Of course, not all problems can be phrased in terms of yes/no. Speech recognition is a decent example. You can’t possibly have hundreds of thousands of yes/no discriminators, one for each word in the English language. So instead, you will use cluster analysis. Instead of producing a function which says “yes/no” in response to an input, you’ll produce a function which returns some result based on a finite set of possible answers.

This is *still* a very geometric process! Again, think of data points in space, where each data point is some input represented by a feature vector. Some of those data points will be close to each other, and far away from all the others, forming their own little island where the density of data points in space is higher. There could be *many* such islands.
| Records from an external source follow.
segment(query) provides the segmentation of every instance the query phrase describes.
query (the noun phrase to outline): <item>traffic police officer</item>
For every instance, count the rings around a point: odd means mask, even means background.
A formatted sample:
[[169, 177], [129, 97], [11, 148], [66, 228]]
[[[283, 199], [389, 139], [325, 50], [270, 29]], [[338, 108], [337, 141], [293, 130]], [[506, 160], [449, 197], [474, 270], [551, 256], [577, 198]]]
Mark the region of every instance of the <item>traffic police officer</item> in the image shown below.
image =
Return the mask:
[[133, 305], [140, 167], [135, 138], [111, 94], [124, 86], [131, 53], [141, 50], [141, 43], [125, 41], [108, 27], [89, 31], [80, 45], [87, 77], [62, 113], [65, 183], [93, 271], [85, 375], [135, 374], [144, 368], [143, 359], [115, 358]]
In terms of speech recognition, the distance between the islands probably corresponds to how much the words sound alike when spoken in a “normal” accent. For example, “dough” and “throw” are probably very close together, but “fight” and “war” are very very far apart (because they sound so different).

*Clustering* is the process of, again statistically, figuring out the size, shape, and position of all of these little islands. The goal is that you should be able to take some input, compute its feature vector, and figure out which island it is *closest* too. That island becomes the result of your function.

BTW, in modern speech recognition techniques, this process is actually considerably more layered. What is generally done is you have a preliminary clustering model which first classifies the *audio* into strings of *phonemes* (since most languages only have about 30-40 different phonemes). These these models are tricky because they need to take into account *time*. If you hear the term *convolutional*, you’ll know that you’re probably about to hear something about temporal or spatial invariance. Once you have a stream of phonemes (note: each phoneme will have a confidence score, and for some phonemes, there may be multiple possible answers!), you can feed *that* stream into the next stage in the pipeline. This could be a hard-and-fast grammar model (pioneered by Noam Chomsky), or it could be another classifier which attempts to chunk up those phonemes and classify them into words. Note that this model *also* must be convolutional since it may be uncertain about what a particular word might be until it hears the *next* word, which clarifies things. For example, distinguishing “dough” and “throw” is difficult until you hear “the ball”, at which point you know with absolute certainty what the first word was. Computer speech recognition functions work the same way.

Anyway, hopefully that gives you a general idea of where these terms come from and what they pertain to. When in doubt, always think geometrically. Almost everything in machine learning comes down to computing hyperplanes in hyperspatial problem domains with sparse data points represented by feature vectors.